In recent columns, I discussed the effect children with disabilities have on marriages. One reader emailed, 35-year-old Brad from southern California, to say he had been having a remarkably positive experience. His three-year-old daughter has Down syndrome, which was caused by an embryo cell division that created an extra No. 21 chromosome. It affects 350,000 Americans.

“We spent a week in the hospital after her birth,” said Brad, a corporate strategist, in a telephone interview. “She had a congenital heart defect, jaundice, and a low platelet count. The first few days the doctors suspected Down syndrome, but we were in denial. By the time the test came back though, we had resigned ourselves to the fact it was probably for real.”

Brad and his wife didn’t know much about Down syndrome, but they soon picked up on what Brad described as a “negative bias” in the medical community towards children with Down syndrome. He said parents are told about risks to families and relationships, but not about studies showing lower divorce rates among parents of children with Down syndrome. Parents are told about their children having a 50 percent risk for a heart defect, he said, but not that people with Down syndrome almost never have heart attacks because of the heart defect. Brad claimed “95 percent” of the parents he knew raising children with Down syndrome were having positive “life altering experiences” with their children.

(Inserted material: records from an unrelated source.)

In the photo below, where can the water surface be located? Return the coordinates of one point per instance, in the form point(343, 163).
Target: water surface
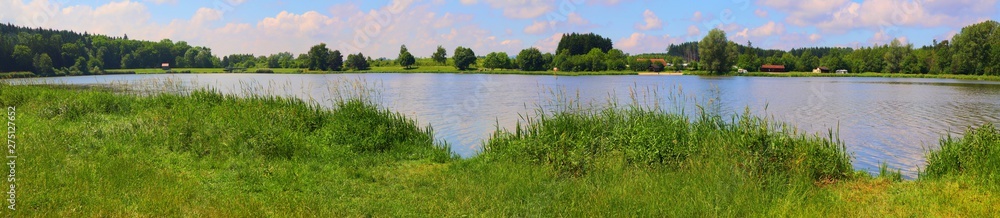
point(892, 120)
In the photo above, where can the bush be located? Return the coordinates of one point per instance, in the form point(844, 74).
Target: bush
point(573, 142)
point(976, 154)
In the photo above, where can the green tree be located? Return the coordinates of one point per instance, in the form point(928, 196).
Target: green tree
point(357, 62)
point(976, 49)
point(834, 60)
point(615, 60)
point(595, 60)
point(336, 61)
point(894, 57)
point(716, 53)
point(440, 56)
point(464, 57)
point(807, 62)
point(319, 57)
point(580, 44)
point(496, 60)
point(43, 64)
point(405, 59)
point(23, 57)
point(530, 59)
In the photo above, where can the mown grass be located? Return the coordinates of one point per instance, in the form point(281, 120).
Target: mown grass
point(387, 69)
point(92, 152)
point(867, 74)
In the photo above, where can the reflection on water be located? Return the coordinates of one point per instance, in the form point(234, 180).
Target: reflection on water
point(881, 119)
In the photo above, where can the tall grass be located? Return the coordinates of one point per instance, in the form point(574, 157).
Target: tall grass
point(572, 141)
point(102, 152)
point(976, 155)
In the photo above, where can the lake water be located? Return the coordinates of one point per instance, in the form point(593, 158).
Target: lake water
point(880, 119)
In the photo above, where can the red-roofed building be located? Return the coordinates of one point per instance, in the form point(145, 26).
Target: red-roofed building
point(773, 68)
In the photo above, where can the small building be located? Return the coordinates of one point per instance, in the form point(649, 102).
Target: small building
point(821, 70)
point(662, 62)
point(773, 68)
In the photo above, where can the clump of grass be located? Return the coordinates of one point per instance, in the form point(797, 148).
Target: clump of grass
point(976, 155)
point(571, 142)
point(892, 175)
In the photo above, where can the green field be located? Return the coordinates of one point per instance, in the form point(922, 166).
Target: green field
point(868, 74)
point(391, 69)
point(207, 154)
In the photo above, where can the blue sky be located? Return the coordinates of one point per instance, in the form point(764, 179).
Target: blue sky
point(378, 27)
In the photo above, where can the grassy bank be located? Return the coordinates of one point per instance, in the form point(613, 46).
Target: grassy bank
point(207, 154)
point(879, 75)
point(394, 69)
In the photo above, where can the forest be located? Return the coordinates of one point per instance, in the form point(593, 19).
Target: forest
point(975, 50)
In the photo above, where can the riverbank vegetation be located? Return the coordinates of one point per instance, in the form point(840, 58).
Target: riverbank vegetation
point(57, 53)
point(209, 154)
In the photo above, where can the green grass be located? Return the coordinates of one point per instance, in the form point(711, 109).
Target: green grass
point(94, 152)
point(389, 69)
point(868, 74)
point(16, 75)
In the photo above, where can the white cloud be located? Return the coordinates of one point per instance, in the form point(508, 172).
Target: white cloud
point(642, 43)
point(815, 37)
point(651, 22)
point(206, 15)
point(538, 27)
point(697, 17)
point(839, 16)
point(548, 44)
point(348, 29)
point(160, 2)
point(693, 30)
point(760, 13)
point(522, 9)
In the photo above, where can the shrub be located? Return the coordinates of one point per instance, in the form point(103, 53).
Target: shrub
point(976, 154)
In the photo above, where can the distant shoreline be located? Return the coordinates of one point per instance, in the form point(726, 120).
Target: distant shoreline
point(445, 70)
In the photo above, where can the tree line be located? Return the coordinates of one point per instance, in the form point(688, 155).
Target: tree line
point(50, 52)
point(975, 50)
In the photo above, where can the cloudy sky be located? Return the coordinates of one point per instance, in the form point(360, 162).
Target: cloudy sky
point(378, 27)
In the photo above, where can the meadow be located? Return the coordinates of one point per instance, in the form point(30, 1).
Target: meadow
point(103, 152)
point(866, 74)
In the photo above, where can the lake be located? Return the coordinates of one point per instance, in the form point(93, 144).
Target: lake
point(892, 120)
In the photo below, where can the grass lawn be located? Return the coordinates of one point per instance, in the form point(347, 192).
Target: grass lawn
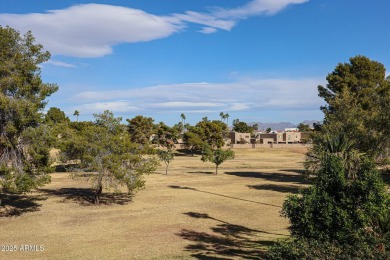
point(191, 213)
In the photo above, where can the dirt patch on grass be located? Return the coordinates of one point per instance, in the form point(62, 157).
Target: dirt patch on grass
point(191, 213)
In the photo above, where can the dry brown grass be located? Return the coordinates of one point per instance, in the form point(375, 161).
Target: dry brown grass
point(190, 213)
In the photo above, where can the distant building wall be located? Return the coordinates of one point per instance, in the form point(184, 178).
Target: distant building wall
point(271, 145)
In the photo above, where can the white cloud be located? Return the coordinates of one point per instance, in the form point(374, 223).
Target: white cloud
point(60, 64)
point(254, 8)
point(91, 30)
point(208, 30)
point(244, 95)
point(98, 107)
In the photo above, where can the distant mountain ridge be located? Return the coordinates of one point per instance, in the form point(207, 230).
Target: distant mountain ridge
point(281, 125)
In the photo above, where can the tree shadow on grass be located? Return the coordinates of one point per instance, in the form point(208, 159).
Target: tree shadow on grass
point(14, 205)
point(85, 196)
point(227, 241)
point(277, 187)
point(204, 172)
point(221, 195)
point(271, 176)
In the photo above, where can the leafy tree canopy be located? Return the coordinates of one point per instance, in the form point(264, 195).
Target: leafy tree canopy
point(56, 116)
point(358, 104)
point(141, 129)
point(109, 153)
point(22, 100)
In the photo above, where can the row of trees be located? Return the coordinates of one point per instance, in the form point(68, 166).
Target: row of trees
point(115, 154)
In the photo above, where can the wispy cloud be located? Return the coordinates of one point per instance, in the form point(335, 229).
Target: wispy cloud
point(98, 107)
point(91, 30)
point(248, 94)
point(61, 64)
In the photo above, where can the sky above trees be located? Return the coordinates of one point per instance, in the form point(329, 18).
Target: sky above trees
point(258, 60)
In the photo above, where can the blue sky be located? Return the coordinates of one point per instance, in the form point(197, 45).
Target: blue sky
point(257, 60)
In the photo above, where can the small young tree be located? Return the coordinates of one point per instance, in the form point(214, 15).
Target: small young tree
point(141, 129)
point(167, 157)
point(192, 139)
point(216, 156)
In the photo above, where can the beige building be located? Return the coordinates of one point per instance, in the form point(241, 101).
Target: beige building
point(240, 138)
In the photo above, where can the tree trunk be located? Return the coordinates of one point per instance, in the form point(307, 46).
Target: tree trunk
point(98, 192)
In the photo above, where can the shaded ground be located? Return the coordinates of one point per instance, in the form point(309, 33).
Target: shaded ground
point(190, 213)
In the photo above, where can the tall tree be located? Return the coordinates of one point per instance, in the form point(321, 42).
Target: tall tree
point(22, 100)
point(56, 116)
point(222, 115)
point(227, 119)
point(183, 120)
point(141, 129)
point(109, 153)
point(76, 113)
point(357, 97)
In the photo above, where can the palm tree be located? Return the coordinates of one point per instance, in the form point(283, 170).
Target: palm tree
point(222, 115)
point(227, 119)
point(76, 113)
point(183, 120)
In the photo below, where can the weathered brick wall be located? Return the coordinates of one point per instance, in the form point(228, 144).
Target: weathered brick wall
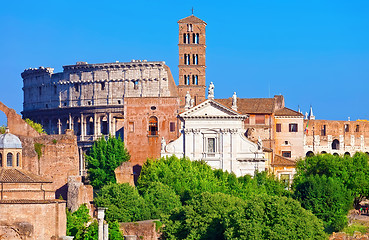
point(142, 229)
point(38, 221)
point(136, 137)
point(58, 160)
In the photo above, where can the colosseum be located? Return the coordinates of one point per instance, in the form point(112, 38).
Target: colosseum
point(95, 99)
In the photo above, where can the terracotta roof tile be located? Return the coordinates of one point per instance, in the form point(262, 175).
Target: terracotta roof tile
point(282, 161)
point(15, 175)
point(191, 19)
point(287, 112)
point(251, 105)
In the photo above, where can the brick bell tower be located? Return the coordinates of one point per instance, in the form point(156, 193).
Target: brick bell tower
point(191, 65)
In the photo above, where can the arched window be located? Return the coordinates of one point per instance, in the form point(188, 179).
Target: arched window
point(18, 159)
point(153, 126)
point(195, 58)
point(189, 27)
point(197, 38)
point(9, 160)
point(186, 79)
point(336, 144)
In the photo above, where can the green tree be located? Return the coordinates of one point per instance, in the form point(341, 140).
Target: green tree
point(81, 225)
point(221, 216)
point(327, 198)
point(353, 172)
point(190, 178)
point(161, 199)
point(103, 158)
point(38, 127)
point(124, 203)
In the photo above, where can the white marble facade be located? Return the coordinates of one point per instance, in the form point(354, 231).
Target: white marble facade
point(215, 134)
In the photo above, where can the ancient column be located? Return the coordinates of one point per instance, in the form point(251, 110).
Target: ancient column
point(82, 127)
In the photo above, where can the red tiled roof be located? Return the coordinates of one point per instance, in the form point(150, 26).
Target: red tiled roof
point(287, 112)
point(27, 201)
point(282, 161)
point(14, 175)
point(191, 19)
point(251, 105)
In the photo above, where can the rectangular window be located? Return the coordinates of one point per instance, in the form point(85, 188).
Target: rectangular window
point(324, 130)
point(259, 119)
point(135, 84)
point(347, 128)
point(293, 127)
point(247, 120)
point(278, 127)
point(172, 126)
point(211, 145)
point(286, 154)
point(131, 126)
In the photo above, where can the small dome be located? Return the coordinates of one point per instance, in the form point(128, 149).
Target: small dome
point(9, 140)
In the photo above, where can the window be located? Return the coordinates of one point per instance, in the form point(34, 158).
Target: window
point(153, 126)
point(131, 126)
point(286, 154)
point(189, 27)
point(259, 119)
point(293, 127)
point(195, 80)
point(172, 126)
point(186, 38)
point(324, 130)
point(186, 79)
point(187, 59)
point(285, 178)
point(335, 144)
point(195, 59)
point(211, 145)
point(9, 160)
point(347, 128)
point(278, 127)
point(135, 83)
point(18, 159)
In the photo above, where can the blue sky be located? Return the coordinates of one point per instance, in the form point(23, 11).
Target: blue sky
point(313, 52)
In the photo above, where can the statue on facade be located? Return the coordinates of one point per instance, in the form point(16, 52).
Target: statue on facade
point(192, 103)
point(211, 91)
point(260, 144)
point(234, 101)
point(187, 100)
point(163, 144)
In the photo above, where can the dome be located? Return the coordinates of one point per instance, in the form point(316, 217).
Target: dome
point(9, 140)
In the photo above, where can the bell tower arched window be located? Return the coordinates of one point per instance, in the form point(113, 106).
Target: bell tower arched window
point(9, 160)
point(18, 159)
point(153, 126)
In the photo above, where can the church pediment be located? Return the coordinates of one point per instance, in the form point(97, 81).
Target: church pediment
point(211, 109)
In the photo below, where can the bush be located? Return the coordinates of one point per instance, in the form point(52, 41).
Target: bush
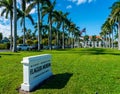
point(2, 46)
point(5, 46)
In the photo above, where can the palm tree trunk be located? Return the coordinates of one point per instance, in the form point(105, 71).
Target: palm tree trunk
point(11, 38)
point(15, 26)
point(109, 41)
point(50, 34)
point(63, 39)
point(24, 30)
point(119, 36)
point(38, 25)
point(112, 39)
point(57, 37)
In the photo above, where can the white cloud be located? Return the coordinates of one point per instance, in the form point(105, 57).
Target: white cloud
point(79, 2)
point(72, 0)
point(69, 7)
point(89, 1)
point(5, 30)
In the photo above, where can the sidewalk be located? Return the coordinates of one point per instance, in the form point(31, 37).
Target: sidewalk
point(4, 50)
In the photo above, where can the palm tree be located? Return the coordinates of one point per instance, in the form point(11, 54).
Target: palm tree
point(15, 26)
point(64, 21)
point(39, 4)
point(93, 39)
point(22, 15)
point(7, 4)
point(58, 22)
point(86, 38)
point(49, 10)
point(115, 16)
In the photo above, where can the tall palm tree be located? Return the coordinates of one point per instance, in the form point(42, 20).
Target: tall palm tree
point(63, 18)
point(58, 21)
point(115, 16)
point(15, 26)
point(23, 15)
point(7, 4)
point(49, 10)
point(39, 4)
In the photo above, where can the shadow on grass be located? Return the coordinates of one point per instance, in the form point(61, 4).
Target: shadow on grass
point(57, 81)
point(91, 51)
point(98, 51)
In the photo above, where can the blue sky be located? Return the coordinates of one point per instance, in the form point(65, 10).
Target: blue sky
point(89, 14)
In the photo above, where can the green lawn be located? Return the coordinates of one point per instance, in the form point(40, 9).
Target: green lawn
point(76, 71)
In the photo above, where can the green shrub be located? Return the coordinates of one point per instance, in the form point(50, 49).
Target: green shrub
point(5, 46)
point(2, 46)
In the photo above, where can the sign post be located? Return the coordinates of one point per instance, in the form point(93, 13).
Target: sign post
point(35, 70)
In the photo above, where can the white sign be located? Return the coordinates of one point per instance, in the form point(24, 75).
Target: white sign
point(35, 70)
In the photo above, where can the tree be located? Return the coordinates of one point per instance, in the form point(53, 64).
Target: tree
point(1, 36)
point(23, 15)
point(115, 16)
point(15, 26)
point(39, 4)
point(49, 10)
point(7, 9)
point(86, 38)
point(93, 39)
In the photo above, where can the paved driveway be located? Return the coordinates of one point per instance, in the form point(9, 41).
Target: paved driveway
point(4, 50)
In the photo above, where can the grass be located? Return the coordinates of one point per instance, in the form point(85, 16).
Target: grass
point(76, 71)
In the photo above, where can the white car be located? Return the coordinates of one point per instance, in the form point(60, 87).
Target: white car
point(23, 47)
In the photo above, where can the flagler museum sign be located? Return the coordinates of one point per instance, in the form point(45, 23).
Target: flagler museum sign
point(35, 70)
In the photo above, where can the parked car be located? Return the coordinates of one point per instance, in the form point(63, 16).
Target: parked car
point(23, 47)
point(35, 47)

Brad said, “Even though (my daughter) has had five surgeries, she has a wonderfully positive attitude. She has this pure zest for life and is emotionally resilient. She has taught me something deep and personal about what it means to be a human and what the true value is of a human versus the economic value our society ascribes to being human. Rather than her being a doctor or a chief executive officer, she has tremendous value from teaching me (and others) things about life. She has given me a love quite a bit deeper than I thought I understood before. It’s hard to express in words. You begin looking at the world in a different fashion.”

About his marriage, he said, “(Our daughter) has given us a common purpose and a deeper understanding of what love is and a deeper appreciation of the world around us.”